ItsNotReallyChaos · 01/02/2023 10:07

Ignore ignore ignore!

Completely unsolicited an old friend who I didn't see very often phoned me up to tell me she 'had been thinking about my situation' and that I shouldn't have a second child because I'd been so heavily reliant on support with my first. She was referring to the fact that my parents had come to stay a few times in DD's first year which was something my parents and I had prearranged as they had been disappointed not to spend much time with their other grandchildren when they were young. Yes, it had been great having them around and it was nice support for me but it didn't mean I wouldn't cope without them.

When people say this shit I tend to think they're jealous of the lovely relationship they can see developing between the grandparents and child.

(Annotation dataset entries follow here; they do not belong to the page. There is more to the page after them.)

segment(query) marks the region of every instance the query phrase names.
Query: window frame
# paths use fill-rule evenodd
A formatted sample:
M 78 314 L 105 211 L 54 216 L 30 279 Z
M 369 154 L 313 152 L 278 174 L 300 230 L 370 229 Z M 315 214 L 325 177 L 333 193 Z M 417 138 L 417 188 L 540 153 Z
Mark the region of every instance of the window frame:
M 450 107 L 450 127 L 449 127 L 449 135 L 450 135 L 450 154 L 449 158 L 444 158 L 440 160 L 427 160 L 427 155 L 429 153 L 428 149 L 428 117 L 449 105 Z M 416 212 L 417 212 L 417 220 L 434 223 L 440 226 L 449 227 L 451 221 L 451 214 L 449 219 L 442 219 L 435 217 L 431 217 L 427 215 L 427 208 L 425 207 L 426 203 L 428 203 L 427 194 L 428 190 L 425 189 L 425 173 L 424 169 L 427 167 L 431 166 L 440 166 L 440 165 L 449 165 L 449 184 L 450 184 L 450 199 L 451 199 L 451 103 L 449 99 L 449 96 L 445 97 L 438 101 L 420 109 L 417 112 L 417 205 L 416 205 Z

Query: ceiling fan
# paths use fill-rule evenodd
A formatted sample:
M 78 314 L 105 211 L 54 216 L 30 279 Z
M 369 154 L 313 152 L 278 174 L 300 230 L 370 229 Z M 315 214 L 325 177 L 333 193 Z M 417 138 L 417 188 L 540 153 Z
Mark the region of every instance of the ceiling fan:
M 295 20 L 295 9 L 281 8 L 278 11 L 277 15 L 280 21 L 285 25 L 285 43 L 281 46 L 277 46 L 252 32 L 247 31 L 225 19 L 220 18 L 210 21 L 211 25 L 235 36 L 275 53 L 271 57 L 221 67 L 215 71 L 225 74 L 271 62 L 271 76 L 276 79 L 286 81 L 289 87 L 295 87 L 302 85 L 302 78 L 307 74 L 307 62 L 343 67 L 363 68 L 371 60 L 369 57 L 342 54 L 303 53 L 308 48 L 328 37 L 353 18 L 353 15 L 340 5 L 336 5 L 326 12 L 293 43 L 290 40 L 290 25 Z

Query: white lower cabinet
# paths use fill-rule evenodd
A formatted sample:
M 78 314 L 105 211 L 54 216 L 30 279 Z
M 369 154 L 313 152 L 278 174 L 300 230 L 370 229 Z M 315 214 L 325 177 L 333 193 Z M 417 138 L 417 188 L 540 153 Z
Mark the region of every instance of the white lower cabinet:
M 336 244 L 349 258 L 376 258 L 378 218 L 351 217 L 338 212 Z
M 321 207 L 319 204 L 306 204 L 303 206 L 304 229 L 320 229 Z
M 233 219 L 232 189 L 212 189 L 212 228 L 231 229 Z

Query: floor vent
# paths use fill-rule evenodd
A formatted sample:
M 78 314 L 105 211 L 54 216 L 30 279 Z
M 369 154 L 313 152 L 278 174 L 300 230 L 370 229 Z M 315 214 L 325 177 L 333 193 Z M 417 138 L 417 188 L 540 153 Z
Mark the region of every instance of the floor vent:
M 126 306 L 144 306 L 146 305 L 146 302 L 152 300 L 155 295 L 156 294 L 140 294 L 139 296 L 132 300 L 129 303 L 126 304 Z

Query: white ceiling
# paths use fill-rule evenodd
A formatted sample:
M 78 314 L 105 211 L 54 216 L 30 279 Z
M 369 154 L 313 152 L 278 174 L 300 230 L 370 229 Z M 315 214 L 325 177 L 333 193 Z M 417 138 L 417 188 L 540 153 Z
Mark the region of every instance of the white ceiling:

TheLastDreamOfTheOak · 01/02/2023 10:16

I was kind of a bit like this when my kids were young. We both worked full time and had two 17 months apart and it was rough as we had no family anywhere near to help. It be made sort of like a badge of honour Doing it all ourselves. We were also secretly very jealous of people that had family help and I guess we became slightly sort of defensive about our situation.
We probably mentioned it a bit too much but we didn't bang on about it at every opportunity. ( and if someone had offered us help we would probably have been pretty quick to accept it!)
Just ignore them. There are no prizes for having 'done it all' I can tell you! Take the help that's offered and try to enjoy it is my advice!